Antalya’da son zamanlarda gündemden düşmeyen yolsuzluk ve irtikap operasyonları, adeta bir fay hattının kırılmasına neden oldu. Artçı sarsıntılar, bir yandan yeni isimlere uzanırken, diğer yandan yıllar önce kapanmış sanılan eski defterlerin yeniden açılmasına yol açtı.
AK Parti Milletvekili Mustafa Köse’nin “Bu olaylar kime sıçrarsa sıçrasın, sonuna kadar üzerine gidileceği” yönündeki samimi açıklamaları, aslında bu şehrin ne kadar büyük bir hesaplaşmanın eşiğinde olduğunu gösteriyor.
Ancak bu hesaplaşma, sadece operasyonlarla sınırlı kalmamalı.
Köse’nin bu cesur sözleri, aynı zamanda partinin içinde biriken rahatsızlığın da dışa vurumu.
Asıl mesele, perde arkasındaki "gölge iktidar" meselesidir. Antalya'da parti teşkilatlarında yer alıp servetine servet katan, siyasete atıldıklarında sıradan hayatları olan ama kısa sürede "karun" gibi zenginleşen isimler herkesin malumu.
Hele o "ayrılmaz ikili" yok mu?
Hem teşkilatın hem de maliyenin başını çekerek kurdukları düzen, CHP'li ortaklarla birlikte nasıl bir rant çarkı yarattıklarını açıkça gözler önüne seriyor. İmar yasalarındaki boşlukları kullanarak nasıl bir rant devşirdikleri, üç kelimeyi bir araya getiremeyenlerin nasıl biat orduları kurduğu ve CHP'li belediye başkanlarının bile bu tezgâhtan geçtiği iddiaları kulaktan kulağa fısıldanıyor.
Bu düzenin müdavimleri, operasyonlar derinleşince kabuklarına çekilmiş gibi yapsa da, şu an milyarlarını güvence altına alma gayretindeler.
Kaynağı açıklanamayan servetler, mal ve mülk satışlarıyla "konforlu yaşam" garantisi alma çabaları… Peki bu devlet bunlardan hesap sormayacak mı? Eğer bu operasyonların halk nezdinde bir inandırıcılığı olacaksa, önce en yakınındaki bu “düzenbazlardan” başlanması gerekmez mi?

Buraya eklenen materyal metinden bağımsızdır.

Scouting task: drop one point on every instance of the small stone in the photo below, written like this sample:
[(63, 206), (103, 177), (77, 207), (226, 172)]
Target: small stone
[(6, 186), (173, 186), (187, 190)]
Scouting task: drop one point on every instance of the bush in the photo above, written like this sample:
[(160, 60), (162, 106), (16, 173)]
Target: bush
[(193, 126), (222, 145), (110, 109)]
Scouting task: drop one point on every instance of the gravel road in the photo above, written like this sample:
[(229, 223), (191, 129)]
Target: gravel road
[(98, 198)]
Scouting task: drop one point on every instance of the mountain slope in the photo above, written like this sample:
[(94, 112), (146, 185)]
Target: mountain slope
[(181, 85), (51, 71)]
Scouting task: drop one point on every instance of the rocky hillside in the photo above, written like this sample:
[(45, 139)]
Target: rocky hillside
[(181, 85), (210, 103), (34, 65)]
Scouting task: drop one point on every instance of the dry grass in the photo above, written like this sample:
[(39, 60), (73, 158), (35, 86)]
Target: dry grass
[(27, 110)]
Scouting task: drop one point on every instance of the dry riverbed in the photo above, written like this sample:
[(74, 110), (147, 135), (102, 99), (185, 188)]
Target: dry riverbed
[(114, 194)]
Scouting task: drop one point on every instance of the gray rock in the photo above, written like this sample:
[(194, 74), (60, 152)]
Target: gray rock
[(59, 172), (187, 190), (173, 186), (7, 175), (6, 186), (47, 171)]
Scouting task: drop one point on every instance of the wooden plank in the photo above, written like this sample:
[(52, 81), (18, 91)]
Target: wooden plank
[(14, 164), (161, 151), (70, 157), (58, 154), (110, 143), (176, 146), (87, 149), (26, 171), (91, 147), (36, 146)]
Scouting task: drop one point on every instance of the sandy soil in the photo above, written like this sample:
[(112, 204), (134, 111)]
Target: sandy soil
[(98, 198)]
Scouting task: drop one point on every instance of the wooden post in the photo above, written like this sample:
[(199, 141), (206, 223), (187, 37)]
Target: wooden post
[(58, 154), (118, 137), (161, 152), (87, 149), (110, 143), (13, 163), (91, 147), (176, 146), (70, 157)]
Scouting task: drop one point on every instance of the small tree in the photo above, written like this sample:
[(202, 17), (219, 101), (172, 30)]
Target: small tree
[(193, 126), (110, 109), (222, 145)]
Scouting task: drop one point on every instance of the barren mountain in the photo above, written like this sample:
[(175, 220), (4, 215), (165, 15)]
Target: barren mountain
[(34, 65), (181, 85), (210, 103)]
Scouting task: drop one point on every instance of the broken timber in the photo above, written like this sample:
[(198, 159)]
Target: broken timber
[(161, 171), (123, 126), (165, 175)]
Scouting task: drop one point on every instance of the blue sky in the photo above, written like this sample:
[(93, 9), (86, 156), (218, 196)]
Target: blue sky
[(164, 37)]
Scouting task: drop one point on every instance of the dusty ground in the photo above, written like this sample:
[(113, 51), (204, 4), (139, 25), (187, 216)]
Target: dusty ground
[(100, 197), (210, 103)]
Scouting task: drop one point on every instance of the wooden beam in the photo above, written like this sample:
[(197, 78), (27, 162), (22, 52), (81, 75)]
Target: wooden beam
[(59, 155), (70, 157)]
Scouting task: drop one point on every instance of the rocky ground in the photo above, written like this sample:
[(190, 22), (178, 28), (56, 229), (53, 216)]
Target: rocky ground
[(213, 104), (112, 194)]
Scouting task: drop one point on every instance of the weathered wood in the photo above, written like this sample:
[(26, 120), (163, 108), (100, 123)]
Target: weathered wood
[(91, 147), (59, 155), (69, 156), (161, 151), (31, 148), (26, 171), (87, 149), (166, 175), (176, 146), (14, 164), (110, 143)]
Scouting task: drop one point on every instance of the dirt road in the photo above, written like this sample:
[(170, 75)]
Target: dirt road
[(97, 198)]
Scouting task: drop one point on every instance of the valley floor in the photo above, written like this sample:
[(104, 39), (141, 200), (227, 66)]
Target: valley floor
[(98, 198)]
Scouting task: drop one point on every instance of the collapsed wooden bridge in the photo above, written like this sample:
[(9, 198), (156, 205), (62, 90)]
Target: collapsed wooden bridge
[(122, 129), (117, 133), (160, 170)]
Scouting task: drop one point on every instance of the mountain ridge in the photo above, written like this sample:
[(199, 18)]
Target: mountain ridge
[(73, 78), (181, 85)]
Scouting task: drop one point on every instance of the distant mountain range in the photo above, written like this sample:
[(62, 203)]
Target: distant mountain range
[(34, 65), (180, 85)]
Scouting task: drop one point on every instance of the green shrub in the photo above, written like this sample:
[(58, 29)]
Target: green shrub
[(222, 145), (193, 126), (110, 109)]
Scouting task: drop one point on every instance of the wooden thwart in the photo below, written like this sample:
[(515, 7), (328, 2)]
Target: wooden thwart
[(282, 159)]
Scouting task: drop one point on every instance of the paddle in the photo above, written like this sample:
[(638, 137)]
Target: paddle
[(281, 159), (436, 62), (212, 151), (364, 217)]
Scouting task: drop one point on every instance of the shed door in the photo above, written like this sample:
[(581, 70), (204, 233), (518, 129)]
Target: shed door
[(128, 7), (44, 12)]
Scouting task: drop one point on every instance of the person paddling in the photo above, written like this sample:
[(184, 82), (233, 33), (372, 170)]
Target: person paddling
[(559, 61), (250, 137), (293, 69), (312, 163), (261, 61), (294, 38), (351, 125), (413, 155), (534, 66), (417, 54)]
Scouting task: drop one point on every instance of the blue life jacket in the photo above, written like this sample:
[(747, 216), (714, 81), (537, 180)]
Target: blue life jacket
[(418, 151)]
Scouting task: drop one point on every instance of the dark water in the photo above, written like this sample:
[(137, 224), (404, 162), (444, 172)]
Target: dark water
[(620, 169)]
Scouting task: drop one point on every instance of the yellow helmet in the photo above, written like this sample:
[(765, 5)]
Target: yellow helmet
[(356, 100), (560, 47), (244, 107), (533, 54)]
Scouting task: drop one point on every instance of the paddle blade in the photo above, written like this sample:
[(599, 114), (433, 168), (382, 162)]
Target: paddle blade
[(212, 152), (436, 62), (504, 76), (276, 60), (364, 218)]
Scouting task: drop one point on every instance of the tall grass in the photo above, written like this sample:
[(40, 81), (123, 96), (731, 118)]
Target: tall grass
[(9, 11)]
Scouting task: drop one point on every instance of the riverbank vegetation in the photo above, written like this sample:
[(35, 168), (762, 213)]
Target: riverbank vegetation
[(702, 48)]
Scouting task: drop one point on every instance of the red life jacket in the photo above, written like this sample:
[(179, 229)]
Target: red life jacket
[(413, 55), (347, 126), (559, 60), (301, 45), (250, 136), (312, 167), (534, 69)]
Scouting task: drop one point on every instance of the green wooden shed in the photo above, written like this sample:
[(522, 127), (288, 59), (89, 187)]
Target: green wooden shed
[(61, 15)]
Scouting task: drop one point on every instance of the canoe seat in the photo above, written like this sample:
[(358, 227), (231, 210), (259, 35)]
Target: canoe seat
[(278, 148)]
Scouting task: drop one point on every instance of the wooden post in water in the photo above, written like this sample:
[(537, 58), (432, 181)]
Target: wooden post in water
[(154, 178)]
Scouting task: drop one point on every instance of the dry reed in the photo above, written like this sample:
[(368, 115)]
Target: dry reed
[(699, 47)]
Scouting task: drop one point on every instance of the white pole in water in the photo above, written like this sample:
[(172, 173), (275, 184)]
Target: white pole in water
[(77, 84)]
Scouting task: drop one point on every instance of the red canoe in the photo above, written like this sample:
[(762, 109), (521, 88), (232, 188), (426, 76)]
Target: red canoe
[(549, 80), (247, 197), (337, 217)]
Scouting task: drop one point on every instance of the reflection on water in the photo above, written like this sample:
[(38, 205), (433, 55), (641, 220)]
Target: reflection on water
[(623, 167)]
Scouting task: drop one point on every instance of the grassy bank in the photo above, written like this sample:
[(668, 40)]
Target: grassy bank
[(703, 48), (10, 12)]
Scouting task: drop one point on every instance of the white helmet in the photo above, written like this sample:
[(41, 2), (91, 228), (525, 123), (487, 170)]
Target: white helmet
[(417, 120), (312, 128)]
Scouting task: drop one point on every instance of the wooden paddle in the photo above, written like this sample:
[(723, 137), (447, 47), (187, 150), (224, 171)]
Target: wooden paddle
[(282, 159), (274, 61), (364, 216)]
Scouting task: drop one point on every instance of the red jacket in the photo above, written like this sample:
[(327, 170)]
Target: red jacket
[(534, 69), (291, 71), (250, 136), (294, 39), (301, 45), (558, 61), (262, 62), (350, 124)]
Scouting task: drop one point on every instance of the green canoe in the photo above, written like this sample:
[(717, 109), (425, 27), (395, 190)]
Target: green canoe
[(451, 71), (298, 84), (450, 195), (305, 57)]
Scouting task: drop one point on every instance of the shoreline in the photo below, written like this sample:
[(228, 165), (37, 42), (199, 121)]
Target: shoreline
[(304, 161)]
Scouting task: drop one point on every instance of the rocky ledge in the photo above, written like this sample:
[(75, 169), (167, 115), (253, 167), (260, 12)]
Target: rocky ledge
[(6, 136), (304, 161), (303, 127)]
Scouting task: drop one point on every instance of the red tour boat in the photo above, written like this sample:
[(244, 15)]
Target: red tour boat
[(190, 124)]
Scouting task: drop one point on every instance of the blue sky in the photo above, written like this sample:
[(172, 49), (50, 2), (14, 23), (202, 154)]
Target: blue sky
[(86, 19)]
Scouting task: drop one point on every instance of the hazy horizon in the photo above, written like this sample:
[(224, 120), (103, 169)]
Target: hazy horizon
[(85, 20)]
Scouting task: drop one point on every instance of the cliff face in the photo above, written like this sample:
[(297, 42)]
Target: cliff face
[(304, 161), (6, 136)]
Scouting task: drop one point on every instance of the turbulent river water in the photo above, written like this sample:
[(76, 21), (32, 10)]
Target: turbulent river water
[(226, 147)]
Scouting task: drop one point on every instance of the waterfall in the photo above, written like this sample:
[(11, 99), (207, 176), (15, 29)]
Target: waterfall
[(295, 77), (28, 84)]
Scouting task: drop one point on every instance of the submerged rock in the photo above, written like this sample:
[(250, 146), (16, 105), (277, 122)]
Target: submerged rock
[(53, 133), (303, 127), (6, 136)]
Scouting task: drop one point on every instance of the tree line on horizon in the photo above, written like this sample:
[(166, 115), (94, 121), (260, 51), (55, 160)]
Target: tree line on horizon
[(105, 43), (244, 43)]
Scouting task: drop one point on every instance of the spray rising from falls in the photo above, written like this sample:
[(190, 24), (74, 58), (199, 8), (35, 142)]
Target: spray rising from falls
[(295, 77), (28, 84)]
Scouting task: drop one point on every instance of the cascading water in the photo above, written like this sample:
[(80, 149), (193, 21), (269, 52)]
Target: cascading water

Rahmetli Hamza Taş'ın yönetiminde bir tane bile zengin olan kimse göremezken, sonrasında gelenlerin büyük bir çoğunluğunun sadece rant peşinde koşması, Antalya'da AK Parti'nin ne duruma geldiğinin açık bir göstergesidir.
Başarısızlıklar karşısında devekuşu gibi başlarını kuma gömen ve "sen bana dokunma, ben sana dokunmayayım" anlayışıyla hareket eden bu zihniyet, partinin itibarını sarsıyor.
Ancak rüzgârın yönü değişiyor.
Çok yakında büyük değişimlere şahit olacağımıza dair sinyaller giderek güçleniyor. Dileğimiz, bu rant devşiricilerinin hak ettikleri cezayı alması ve siyasetteki temiz ellerin bu şehre yeniden huzur getirmesi.
Aksi takdirde, bu sarsıntıların enkazı altında kalan sadece birkaç isim değil, koca bir şehrin geleceği olacak.